I found I was breathing hard and feeling a little dizzy. The heat was getting to me. There was no one within a mile of me, at least no one I could see. I found a flat stone in the shade of overhanging cliffs that was not too hot, and sat on it, trying to recover myself. I took a Thermos of cold water from my backpack and took a pull on it. After a moment I felt a little better.

The silence around me was absolute. Even the buzzards were quiet. Rock walls stretched above me. There was not a single sign of vegetation. What did the goats live on now, the goats belonging to the girl further up the wadi who had once brought us water?

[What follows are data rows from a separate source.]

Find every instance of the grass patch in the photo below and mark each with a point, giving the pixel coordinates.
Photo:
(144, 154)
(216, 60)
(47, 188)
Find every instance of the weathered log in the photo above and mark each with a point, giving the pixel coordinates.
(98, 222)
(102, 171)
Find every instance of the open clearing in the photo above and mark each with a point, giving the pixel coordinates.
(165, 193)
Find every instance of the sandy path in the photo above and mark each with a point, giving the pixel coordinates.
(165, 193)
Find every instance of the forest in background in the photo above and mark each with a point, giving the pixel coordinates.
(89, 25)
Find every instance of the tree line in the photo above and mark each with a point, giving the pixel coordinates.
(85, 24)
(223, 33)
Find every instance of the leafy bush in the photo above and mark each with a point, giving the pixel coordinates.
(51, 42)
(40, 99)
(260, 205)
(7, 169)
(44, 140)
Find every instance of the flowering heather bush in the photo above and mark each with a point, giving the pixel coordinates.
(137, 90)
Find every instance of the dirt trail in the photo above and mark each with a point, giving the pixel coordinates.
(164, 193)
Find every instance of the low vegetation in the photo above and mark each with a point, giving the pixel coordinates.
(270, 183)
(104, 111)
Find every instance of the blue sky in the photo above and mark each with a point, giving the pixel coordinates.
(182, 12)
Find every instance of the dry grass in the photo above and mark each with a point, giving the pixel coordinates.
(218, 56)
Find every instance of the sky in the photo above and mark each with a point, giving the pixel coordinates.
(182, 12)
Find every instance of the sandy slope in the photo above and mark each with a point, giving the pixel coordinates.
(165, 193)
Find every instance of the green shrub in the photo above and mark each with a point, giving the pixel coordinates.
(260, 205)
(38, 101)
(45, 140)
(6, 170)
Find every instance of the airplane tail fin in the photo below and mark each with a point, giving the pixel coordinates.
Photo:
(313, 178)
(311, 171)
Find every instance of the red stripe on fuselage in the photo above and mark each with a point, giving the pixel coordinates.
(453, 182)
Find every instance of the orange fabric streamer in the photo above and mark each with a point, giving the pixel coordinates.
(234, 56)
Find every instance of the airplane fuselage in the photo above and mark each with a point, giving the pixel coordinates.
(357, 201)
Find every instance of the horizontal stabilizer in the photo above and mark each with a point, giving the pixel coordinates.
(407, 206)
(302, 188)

I tried not to think about Harriet, but she kept intruding into my thoughts, as real as if she was standing in front of me. I could almost see her, like a ghost, now gaining substance, now fading again, her voice, thin and insubstantial, saying, ‘There isn’t any hope, not for me, not for you.’

I thought about the sheikh saying, although I could not remember his exact words, ‘Without faith, there is no hope. Without faith, there is no love.’

Then in a moment, in that vast space of rocks and sky and scorching sun, I understood that he had not meant religious faith, not exactly. He was not urging me to become a Muslim or to believe in one interpretation of God rather than another. He knew me for what I was, an old, cold, cautious scientist. That was what I was then. And he was simply pointing out to me the first step to take. The word he had used was faith, but what he meant was belief. The first step was simple: it was to believe in belief itself. I had just taken that step. At long last I understood.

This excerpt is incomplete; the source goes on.